Story Behind the Need:
• Project Summary : The main function of a IT Security Analyst is to plan, coordinate, and implement security measures for information systems to regulate access to computer data files and prevent unauthorized modification, destruction or disclosure of information.
• A typical IT Security Analyst is responsible for planning, coordinating and implementing security measures to safeguard the computer database.
• The role is critical to continue the work on Trade Risk Assessments (TRAs? for Medium-Critical projects, and track the remediation of risk items identified in previous threat risk assessments.
• Work on threat risk assessments and track the remediation of risk items identified in previous Trade Risk Assessments (TRAs)
• Identify security issues and risks, and develop mitigation plans Architect, design, implement, support, and evaluate security-focused tools and services including project leadership roles Develop and interpret security policies and procedures
• Participate in security compliance efforts
• Develop and deliver training materials and perform general security awareness and specific security technology training
• Evaluate and recommend new and emerging security products and technologies
Best Vs Average Candidate:
Is this role right for you?
• You want to be leading complex projects providing security advise to ensure information security risk are mitigated.
• You thrive in solutioning for multiple security domains (Security Management, Security Engineering, Identity and Access Management, etc.).
• You excel in reviewing documents (Security Design) and creating assessment documents (Threat Risk Assessment).
• You are passionate in new technologies and enjoy the challenges of implementing security controls to protect them.
• Working on different types of projects (from large complex to simple) is a part of your DNA.

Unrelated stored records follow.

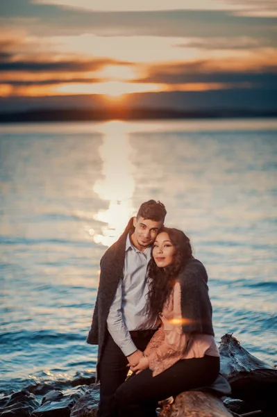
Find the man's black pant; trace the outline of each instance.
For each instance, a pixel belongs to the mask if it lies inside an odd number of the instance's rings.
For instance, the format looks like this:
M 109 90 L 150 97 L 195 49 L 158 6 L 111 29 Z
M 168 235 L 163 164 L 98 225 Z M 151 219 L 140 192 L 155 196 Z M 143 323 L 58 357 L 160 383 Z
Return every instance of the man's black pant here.
M 162 373 L 150 369 L 133 375 L 115 393 L 120 417 L 156 417 L 157 402 L 190 389 L 207 386 L 219 372 L 219 358 L 181 359 Z
M 155 330 L 131 332 L 133 341 L 144 351 Z M 129 368 L 121 350 L 109 334 L 105 343 L 98 373 L 100 379 L 100 403 L 97 417 L 117 417 L 115 393 L 125 381 Z

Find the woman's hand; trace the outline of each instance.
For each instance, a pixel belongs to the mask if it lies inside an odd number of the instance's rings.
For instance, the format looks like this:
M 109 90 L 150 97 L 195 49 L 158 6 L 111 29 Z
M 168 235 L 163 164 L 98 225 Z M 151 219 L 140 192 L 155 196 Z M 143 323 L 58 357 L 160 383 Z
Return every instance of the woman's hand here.
M 131 370 L 135 374 L 149 368 L 149 361 L 146 357 L 143 357 L 136 366 L 132 366 Z

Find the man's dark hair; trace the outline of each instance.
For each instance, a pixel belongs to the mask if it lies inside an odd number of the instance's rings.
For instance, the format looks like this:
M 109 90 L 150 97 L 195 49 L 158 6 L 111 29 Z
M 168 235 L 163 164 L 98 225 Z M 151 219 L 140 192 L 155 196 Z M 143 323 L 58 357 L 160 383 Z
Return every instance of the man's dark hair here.
M 155 200 L 149 200 L 142 203 L 140 206 L 137 211 L 137 219 L 142 217 L 144 219 L 164 222 L 166 214 L 167 211 L 162 203 Z

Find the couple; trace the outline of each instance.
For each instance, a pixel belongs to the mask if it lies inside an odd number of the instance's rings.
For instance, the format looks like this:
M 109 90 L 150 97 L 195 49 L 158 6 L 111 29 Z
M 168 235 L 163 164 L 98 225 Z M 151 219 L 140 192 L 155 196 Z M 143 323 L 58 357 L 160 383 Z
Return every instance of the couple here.
M 101 260 L 87 340 L 99 345 L 98 417 L 156 417 L 158 401 L 219 375 L 207 273 L 166 213 L 143 203 Z

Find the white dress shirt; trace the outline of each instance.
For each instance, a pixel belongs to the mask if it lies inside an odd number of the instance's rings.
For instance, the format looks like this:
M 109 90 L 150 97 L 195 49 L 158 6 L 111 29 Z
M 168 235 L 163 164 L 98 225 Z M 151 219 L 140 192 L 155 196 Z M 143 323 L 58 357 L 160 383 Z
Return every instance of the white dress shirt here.
M 151 247 L 139 250 L 128 235 L 123 279 L 119 282 L 107 319 L 108 332 L 125 356 L 137 350 L 129 332 L 156 329 L 159 322 L 156 314 L 147 313 L 146 272 L 150 258 Z

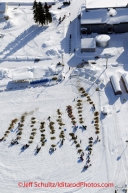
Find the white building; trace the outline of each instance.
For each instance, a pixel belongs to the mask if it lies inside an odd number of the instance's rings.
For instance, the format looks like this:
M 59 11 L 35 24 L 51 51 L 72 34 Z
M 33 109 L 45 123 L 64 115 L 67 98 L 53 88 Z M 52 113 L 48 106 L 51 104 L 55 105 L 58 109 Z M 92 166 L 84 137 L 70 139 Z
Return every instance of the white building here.
M 0 20 L 5 19 L 5 13 L 7 13 L 8 4 L 6 2 L 0 2 Z
M 117 79 L 117 77 L 116 76 L 111 76 L 110 77 L 110 82 L 112 84 L 112 88 L 114 90 L 115 95 L 122 94 L 120 84 L 119 84 L 119 80 Z
M 81 52 L 95 52 L 96 42 L 94 38 L 81 39 Z

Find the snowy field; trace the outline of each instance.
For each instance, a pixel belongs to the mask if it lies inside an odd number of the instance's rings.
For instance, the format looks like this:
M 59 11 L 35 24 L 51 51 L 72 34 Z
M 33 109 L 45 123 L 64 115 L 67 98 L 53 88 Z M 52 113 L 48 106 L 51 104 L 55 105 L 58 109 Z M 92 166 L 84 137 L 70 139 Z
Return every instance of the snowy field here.
M 43 27 L 34 23 L 32 6 L 14 9 L 11 4 L 10 19 L 0 23 L 1 193 L 127 189 L 128 93 L 120 79 L 128 71 L 128 33 L 111 34 L 109 47 L 96 48 L 95 54 L 81 53 L 77 15 L 83 3 L 72 0 L 64 7 L 58 1 L 50 9 L 53 22 Z M 40 61 L 34 62 L 35 58 Z M 77 68 L 83 59 L 89 63 Z M 57 66 L 58 62 L 64 65 Z M 13 81 L 27 74 L 32 79 Z M 120 80 L 120 96 L 114 95 L 111 75 Z M 31 84 L 34 80 L 48 82 Z M 107 116 L 102 114 L 104 106 L 109 109 Z M 18 144 L 11 144 L 15 139 Z M 23 149 L 26 144 L 29 147 Z M 19 184 L 24 182 L 26 187 Z M 46 188 L 35 187 L 34 182 L 113 183 L 114 187 Z

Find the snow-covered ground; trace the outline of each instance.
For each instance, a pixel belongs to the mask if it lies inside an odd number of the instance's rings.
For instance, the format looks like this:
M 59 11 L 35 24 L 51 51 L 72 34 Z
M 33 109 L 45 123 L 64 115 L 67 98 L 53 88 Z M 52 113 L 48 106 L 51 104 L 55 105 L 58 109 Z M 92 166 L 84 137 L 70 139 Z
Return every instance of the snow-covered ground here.
M 114 74 L 120 80 L 121 74 L 128 71 L 128 33 L 110 35 L 109 47 L 96 48 L 94 54 L 81 53 L 77 15 L 83 3 L 83 0 L 72 0 L 70 6 L 64 7 L 62 1 L 58 1 L 51 8 L 53 23 L 44 27 L 34 23 L 31 6 L 14 9 L 11 5 L 10 19 L 0 23 L 0 33 L 3 34 L 0 40 L 0 138 L 5 138 L 0 142 L 1 193 L 113 193 L 115 189 L 121 193 L 127 188 L 128 94 L 120 81 L 122 95 L 115 96 L 110 76 Z M 59 24 L 59 17 L 64 15 L 66 18 Z M 96 55 L 100 59 L 95 59 Z M 34 62 L 35 58 L 40 61 Z M 77 68 L 82 60 L 88 60 L 89 64 Z M 57 66 L 58 62 L 64 66 Z M 20 79 L 27 73 L 32 74 L 33 80 L 50 81 L 45 84 L 30 84 L 30 80 L 13 82 L 14 77 Z M 53 80 L 56 77 L 59 80 Z M 85 93 L 80 91 L 81 87 Z M 72 106 L 69 114 L 68 105 Z M 104 106 L 109 109 L 107 116 L 101 112 Z M 99 112 L 96 119 L 95 112 Z M 14 119 L 16 122 L 10 128 Z M 63 123 L 61 126 L 58 119 Z M 41 122 L 45 122 L 42 129 Z M 54 122 L 53 134 L 50 122 Z M 86 130 L 82 125 L 87 126 Z M 96 130 L 100 132 L 96 134 Z M 65 138 L 63 145 L 60 133 Z M 74 133 L 77 139 L 71 140 L 70 133 Z M 21 136 L 19 144 L 10 145 L 17 136 Z M 93 138 L 92 151 L 87 163 L 90 137 Z M 29 147 L 23 151 L 25 144 Z M 37 145 L 41 147 L 38 154 Z M 51 145 L 56 145 L 53 153 L 49 152 Z M 83 161 L 78 149 L 84 152 Z M 89 166 L 87 170 L 83 170 L 85 165 Z M 20 182 L 33 182 L 33 185 L 21 187 Z M 113 183 L 115 187 L 37 188 L 34 182 Z

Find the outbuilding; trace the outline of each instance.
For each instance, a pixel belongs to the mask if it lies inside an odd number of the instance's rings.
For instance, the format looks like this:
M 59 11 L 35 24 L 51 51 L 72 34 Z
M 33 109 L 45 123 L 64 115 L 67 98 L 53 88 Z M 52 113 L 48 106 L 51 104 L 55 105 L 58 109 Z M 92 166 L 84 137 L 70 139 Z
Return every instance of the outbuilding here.
M 97 3 L 97 2 L 96 2 Z M 128 7 L 81 8 L 81 34 L 111 34 L 128 32 Z
M 33 79 L 33 73 L 29 71 L 12 75 L 12 80 L 14 82 L 26 82 L 32 79 Z
M 117 79 L 117 77 L 116 76 L 111 76 L 110 77 L 110 82 L 111 82 L 111 85 L 112 85 L 112 88 L 114 90 L 115 95 L 122 94 L 120 84 L 119 84 L 119 80 Z
M 122 74 L 121 79 L 122 79 L 122 82 L 124 84 L 126 91 L 128 92 L 128 74 Z
M 81 39 L 81 52 L 95 52 L 96 42 L 94 38 Z

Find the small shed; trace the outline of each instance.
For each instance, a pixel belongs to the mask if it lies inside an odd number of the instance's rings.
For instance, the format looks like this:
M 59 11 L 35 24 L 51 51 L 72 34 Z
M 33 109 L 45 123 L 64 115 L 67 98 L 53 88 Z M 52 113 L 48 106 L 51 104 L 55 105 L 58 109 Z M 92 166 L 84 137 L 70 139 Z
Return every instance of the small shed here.
M 128 74 L 122 74 L 121 79 L 126 89 L 126 92 L 128 92 Z
M 110 82 L 111 82 L 111 85 L 112 85 L 112 88 L 114 90 L 115 95 L 122 94 L 120 84 L 119 84 L 119 80 L 117 79 L 117 77 L 116 76 L 111 76 L 110 77 Z
M 109 44 L 109 40 L 110 40 L 110 36 L 108 35 L 98 35 L 96 36 L 95 38 L 96 40 L 96 45 L 99 46 L 99 47 L 107 47 L 108 44 Z
M 0 13 L 6 13 L 8 4 L 6 2 L 0 2 Z
M 14 82 L 25 82 L 33 79 L 32 72 L 24 72 L 24 73 L 17 73 L 12 75 L 12 79 Z
M 81 52 L 95 52 L 96 42 L 94 38 L 81 39 Z

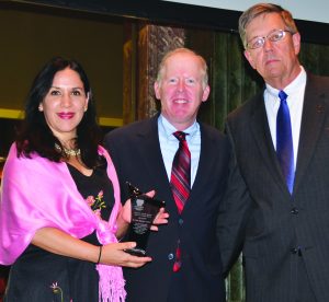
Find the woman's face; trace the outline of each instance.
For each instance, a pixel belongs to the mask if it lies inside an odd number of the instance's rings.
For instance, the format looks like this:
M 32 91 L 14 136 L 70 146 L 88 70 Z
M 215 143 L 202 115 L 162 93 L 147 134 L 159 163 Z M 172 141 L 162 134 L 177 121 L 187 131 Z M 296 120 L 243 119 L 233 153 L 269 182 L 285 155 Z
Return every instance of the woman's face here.
M 53 133 L 65 143 L 77 137 L 88 101 L 79 73 L 66 68 L 55 74 L 38 109 L 44 113 Z

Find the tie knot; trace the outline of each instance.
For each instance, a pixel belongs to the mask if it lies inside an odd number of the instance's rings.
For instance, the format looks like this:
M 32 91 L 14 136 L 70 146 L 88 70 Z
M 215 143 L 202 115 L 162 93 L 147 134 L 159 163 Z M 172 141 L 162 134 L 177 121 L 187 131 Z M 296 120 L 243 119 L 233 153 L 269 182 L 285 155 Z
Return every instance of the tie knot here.
M 279 92 L 279 98 L 280 98 L 280 101 L 286 101 L 286 97 L 287 97 L 287 94 L 283 90 L 281 90 Z
M 183 131 L 175 131 L 173 132 L 173 136 L 179 140 L 179 141 L 184 141 L 186 133 Z

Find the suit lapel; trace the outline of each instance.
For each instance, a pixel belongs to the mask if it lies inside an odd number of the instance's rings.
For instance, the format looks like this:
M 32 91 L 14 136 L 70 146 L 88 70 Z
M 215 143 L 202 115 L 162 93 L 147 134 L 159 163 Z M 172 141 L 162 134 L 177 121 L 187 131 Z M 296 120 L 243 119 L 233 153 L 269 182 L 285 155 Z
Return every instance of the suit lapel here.
M 250 127 L 254 137 L 256 144 L 260 150 L 262 161 L 265 164 L 265 167 L 273 176 L 275 183 L 279 184 L 282 190 L 290 196 L 273 146 L 273 140 L 271 137 L 264 105 L 263 93 L 259 94 L 256 97 Z
M 320 88 L 316 86 L 313 77 L 308 74 L 300 123 L 294 190 L 298 188 L 300 179 L 307 171 L 307 166 L 314 155 L 317 141 L 321 133 L 326 116 L 325 97 Z
M 160 150 L 159 136 L 158 136 L 158 115 L 144 125 L 145 127 L 137 133 L 136 152 L 139 152 L 138 158 L 144 161 L 145 171 L 149 178 L 152 179 L 155 187 L 160 185 L 161 190 L 166 191 L 162 198 L 172 198 L 170 184 L 168 181 L 162 153 Z

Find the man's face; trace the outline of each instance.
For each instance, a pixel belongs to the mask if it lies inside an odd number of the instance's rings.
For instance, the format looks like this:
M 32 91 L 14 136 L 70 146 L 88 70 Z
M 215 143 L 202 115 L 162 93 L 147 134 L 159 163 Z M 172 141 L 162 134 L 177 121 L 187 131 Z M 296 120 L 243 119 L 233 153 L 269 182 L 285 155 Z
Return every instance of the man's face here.
M 277 13 L 260 15 L 248 24 L 247 42 L 254 37 L 266 37 L 274 30 L 286 30 L 281 15 Z M 281 40 L 265 39 L 262 47 L 245 50 L 245 56 L 266 83 L 276 89 L 283 89 L 300 71 L 297 58 L 299 48 L 299 34 L 286 32 Z
M 204 85 L 203 77 L 198 57 L 177 53 L 167 59 L 160 83 L 155 83 L 161 113 L 178 130 L 194 123 L 201 103 L 209 95 L 209 86 Z

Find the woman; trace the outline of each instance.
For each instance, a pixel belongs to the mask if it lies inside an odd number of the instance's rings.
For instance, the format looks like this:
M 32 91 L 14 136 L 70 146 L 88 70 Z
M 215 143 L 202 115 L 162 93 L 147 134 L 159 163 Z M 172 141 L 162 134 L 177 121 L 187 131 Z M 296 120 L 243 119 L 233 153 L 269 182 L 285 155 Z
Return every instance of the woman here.
M 35 78 L 24 128 L 3 171 L 0 263 L 12 265 L 4 301 L 124 301 L 121 266 L 149 257 L 124 252 L 131 205 L 99 146 L 89 80 L 54 58 Z M 161 212 L 157 222 L 167 221 Z

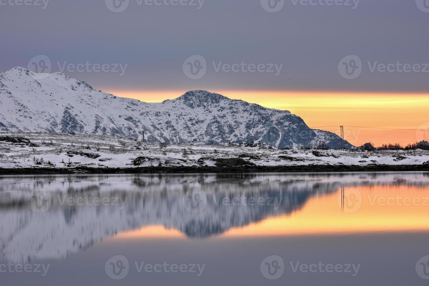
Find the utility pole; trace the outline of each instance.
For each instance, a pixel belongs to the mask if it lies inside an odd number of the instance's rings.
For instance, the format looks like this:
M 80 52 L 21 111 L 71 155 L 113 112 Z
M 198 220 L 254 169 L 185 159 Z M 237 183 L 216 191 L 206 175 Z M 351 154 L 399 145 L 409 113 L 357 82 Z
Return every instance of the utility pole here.
M 341 151 L 344 150 L 344 126 L 340 126 L 340 132 L 341 133 Z

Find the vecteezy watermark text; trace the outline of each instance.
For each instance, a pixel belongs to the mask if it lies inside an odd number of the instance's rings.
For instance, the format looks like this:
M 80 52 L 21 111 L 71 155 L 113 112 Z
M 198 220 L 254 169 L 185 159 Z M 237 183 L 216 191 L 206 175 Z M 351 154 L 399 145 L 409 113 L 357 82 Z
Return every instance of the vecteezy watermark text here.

• You love to collaborate with various business lines, IT support functions and IS&C Control functions.
Qualifications of Must have skills:
Do you have the skills that will enable you to succeed in this role?
• You possess advanced communication (verbal/written/presentation) skills in English.
• You have at least 5 years of hands-on technical working experience in performing threat risk assessments on complex applications and network environments.
• You have at least 5 years of hands-on technical working experience with security controls/mechanisms.
• You have used industry leading productivity tools to produce quantitative/qualitative reports; data flow diagrams & visual presentations.
Nice to have skills:
• Advanced communication (verbal/written/presentation) skills in Spanish is a strong asset.
• Certifications (CISSP, CISM, CCSP, CRISC) are nice to have.
• Prior work experience within Risk Management for FI or Banking is an asset
• Post-secondary education in Computer Science or in a related field.
Candidate Review & Selection Process:
• Interview with 2 senior managers and Director – Virtual- Camera ON!